China’s economic recovery likely strengthened last quarter while manufacturing and retail sales advanced in March, official reports this week may show
JD.com slides as some analysts turn more bearish on the stock amid heightened competition in the e-commerce industry
Hong Kong stocks were steady near a one-week high before government reports this week signalling China’s economy strengthened last quarter as manufacturing expanded. JD.com tumbled as some analysts warned of market-share loss.
The Hang Seng Index rose 0.2 per cent to 20,478.83 at 10.15am local time, adding to a 0.5 per cent advance last week. The Tech Index climbed 0.6 per cent while the Shanghai Composite Index advanced 0.6 per cent.
HSBC jumped 2.3 per cent to HK$56.90 while China’s top chip maker SMIC rose 3.1 per cent to HK$24.65. BYD led carmakers higher, adding 1.5 per cent to HK$230.20 while Xpeng rallied 7.4 per cent and Nio climbed 4.11 per cent.
Limiting gains, JD.com slumped 1.4 per cent as analysts including UBS and Blue Lotus Capital Advisors warned of weakening operating results in the short term amid heightened competition. Alibaba Group fell 0.6 per cent to HK$93.60 amid an internal reorganisation while Tencent slipped 0.4 per cent to HK$363.80.
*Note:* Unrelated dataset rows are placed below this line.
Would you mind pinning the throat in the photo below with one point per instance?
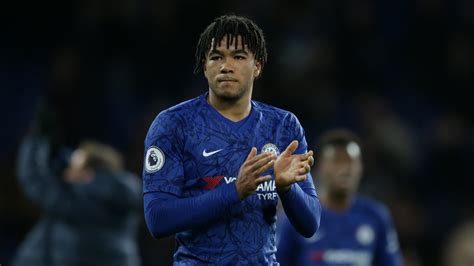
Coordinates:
(232, 110)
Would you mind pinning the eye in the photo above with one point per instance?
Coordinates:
(215, 58)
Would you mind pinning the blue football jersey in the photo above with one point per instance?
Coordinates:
(363, 235)
(192, 150)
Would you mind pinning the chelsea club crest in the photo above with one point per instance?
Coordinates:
(270, 147)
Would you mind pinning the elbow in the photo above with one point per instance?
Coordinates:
(313, 223)
(156, 224)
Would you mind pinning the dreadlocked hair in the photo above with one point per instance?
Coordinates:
(231, 26)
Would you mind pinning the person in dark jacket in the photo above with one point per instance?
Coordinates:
(90, 209)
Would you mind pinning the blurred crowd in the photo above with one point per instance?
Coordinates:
(395, 72)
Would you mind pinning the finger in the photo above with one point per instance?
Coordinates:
(304, 169)
(253, 166)
(252, 153)
(264, 168)
(263, 179)
(260, 160)
(291, 148)
(300, 178)
(305, 156)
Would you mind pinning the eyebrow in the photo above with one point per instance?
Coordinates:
(234, 52)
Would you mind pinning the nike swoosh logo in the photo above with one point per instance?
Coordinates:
(207, 154)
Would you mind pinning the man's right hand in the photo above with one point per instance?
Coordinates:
(250, 172)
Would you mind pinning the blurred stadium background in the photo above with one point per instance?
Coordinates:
(396, 72)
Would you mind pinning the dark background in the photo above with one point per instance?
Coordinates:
(397, 73)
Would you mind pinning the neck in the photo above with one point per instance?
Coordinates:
(230, 109)
(336, 202)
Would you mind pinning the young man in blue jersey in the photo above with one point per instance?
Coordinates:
(354, 230)
(216, 165)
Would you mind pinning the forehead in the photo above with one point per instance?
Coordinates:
(228, 42)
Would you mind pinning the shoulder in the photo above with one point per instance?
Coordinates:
(177, 116)
(183, 110)
(373, 207)
(284, 116)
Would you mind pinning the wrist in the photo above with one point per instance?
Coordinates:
(283, 189)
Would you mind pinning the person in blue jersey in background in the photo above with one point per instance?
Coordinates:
(354, 230)
(216, 165)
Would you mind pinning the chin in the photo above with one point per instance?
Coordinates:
(229, 96)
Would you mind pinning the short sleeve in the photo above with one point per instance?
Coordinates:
(296, 132)
(163, 155)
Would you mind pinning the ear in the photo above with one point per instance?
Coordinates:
(204, 68)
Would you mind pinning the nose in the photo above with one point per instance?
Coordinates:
(226, 66)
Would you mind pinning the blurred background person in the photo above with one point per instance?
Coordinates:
(90, 205)
(396, 72)
(459, 249)
(354, 230)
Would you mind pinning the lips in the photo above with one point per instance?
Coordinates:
(226, 80)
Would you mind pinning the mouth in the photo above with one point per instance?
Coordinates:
(226, 80)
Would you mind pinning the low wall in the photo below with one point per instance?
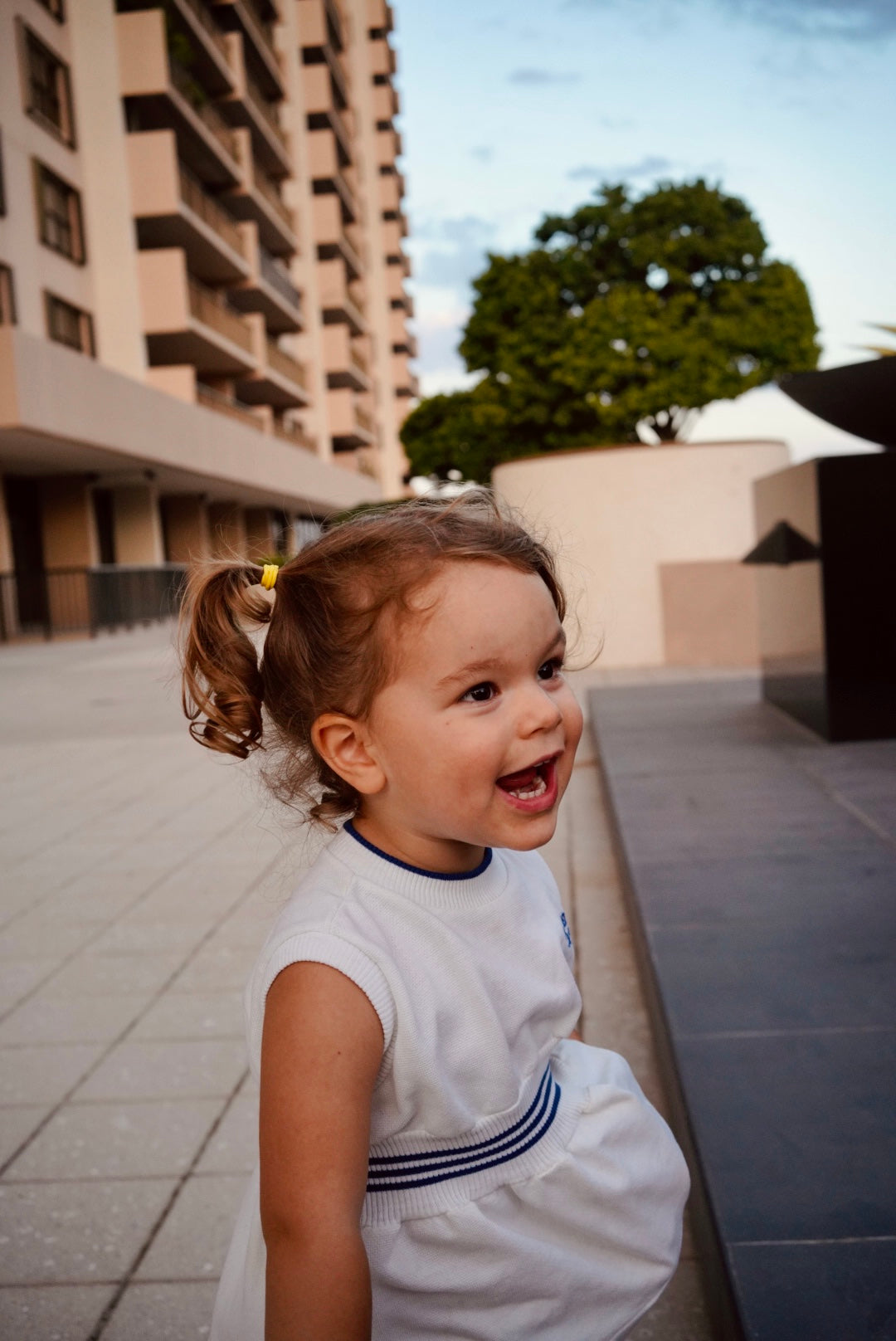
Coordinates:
(650, 541)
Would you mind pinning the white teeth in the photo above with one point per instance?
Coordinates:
(538, 790)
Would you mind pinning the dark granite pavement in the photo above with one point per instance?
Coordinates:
(762, 875)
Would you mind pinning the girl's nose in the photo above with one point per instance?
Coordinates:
(541, 712)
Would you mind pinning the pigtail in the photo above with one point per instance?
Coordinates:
(222, 680)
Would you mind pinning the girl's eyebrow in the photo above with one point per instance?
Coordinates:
(474, 668)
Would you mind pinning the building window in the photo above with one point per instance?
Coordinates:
(59, 213)
(7, 296)
(56, 7)
(49, 89)
(69, 324)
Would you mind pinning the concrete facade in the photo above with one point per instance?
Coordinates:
(202, 276)
(652, 539)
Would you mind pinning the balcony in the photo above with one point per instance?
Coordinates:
(188, 322)
(250, 106)
(332, 237)
(328, 65)
(172, 208)
(210, 59)
(224, 404)
(343, 363)
(269, 289)
(382, 58)
(402, 380)
(388, 148)
(350, 426)
(160, 94)
(276, 380)
(338, 302)
(398, 334)
(255, 22)
(392, 188)
(385, 102)
(380, 15)
(258, 198)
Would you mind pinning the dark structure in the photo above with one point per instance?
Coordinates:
(826, 573)
(759, 866)
(859, 397)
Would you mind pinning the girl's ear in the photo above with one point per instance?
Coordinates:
(343, 744)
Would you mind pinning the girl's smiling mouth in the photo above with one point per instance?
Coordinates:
(532, 789)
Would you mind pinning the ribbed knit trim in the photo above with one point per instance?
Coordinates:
(376, 868)
(419, 870)
(319, 947)
(533, 1136)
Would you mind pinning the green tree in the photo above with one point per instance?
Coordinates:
(626, 311)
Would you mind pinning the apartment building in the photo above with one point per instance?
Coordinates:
(202, 309)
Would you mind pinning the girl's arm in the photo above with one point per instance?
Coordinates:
(321, 1053)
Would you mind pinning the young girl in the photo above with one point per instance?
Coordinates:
(439, 1159)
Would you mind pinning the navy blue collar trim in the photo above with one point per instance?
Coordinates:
(419, 870)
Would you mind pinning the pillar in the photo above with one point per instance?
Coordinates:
(259, 533)
(228, 530)
(185, 524)
(137, 526)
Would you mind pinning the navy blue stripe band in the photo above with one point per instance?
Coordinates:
(419, 870)
(487, 1164)
(471, 1152)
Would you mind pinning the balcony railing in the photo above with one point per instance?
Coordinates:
(195, 95)
(270, 192)
(197, 198)
(265, 108)
(215, 400)
(365, 420)
(204, 17)
(294, 433)
(276, 276)
(210, 307)
(283, 363)
(109, 596)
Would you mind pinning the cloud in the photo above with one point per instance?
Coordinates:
(850, 21)
(455, 252)
(648, 167)
(535, 76)
(855, 21)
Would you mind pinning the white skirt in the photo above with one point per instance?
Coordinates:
(561, 1221)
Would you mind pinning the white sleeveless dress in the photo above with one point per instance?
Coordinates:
(519, 1183)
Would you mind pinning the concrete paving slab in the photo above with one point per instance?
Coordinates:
(76, 1232)
(52, 1312)
(70, 1019)
(172, 1069)
(43, 1075)
(193, 1239)
(235, 1145)
(193, 1016)
(174, 1312)
(117, 1140)
(17, 1125)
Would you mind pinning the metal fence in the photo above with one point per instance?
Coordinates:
(112, 596)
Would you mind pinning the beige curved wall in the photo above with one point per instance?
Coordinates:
(643, 527)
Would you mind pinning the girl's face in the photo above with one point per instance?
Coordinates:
(476, 733)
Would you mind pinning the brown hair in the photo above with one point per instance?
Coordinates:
(325, 648)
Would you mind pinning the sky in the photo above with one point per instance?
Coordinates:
(514, 109)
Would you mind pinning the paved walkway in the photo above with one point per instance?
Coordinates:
(141, 875)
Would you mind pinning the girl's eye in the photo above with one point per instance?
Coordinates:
(479, 694)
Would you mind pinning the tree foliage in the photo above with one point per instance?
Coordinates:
(626, 311)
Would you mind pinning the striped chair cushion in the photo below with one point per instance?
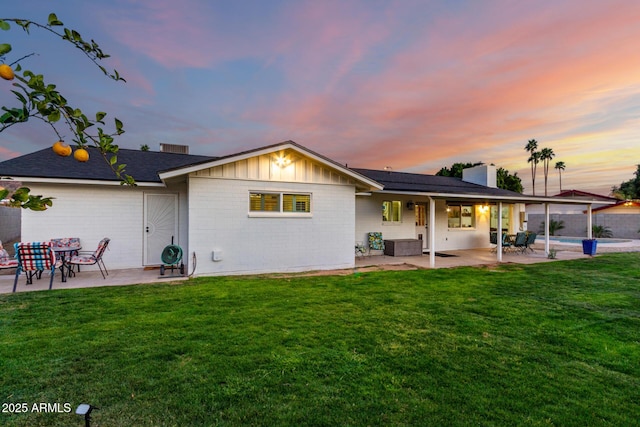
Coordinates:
(83, 259)
(36, 256)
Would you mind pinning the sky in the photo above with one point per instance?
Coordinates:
(414, 85)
Investors are keeping bets light amid geopolitical tensions as G-7 foreign ministers gather in Japan with China being front and centre of discussions.
Local stocks rose 0.5 percent last week, while global stocks advanced 1.3 per cent for a third week of gain in four after reports showing slowing inflation in the US.
Two companies began trading today. Industrial metal producer Farsoon Technologies surged 29 per cent to 24 yuan in Shanghai, while flooring manufacturer Anhui Sentai Group gained 28 per cent to 36 yuan in Shenzhen.
Elsewhere, most Asian markets were also steady. The S&P/ASX 200 in Australia added 0.4 per cent while the Nikkei 225 in Japan and the Kospi in South Korea were both little changed.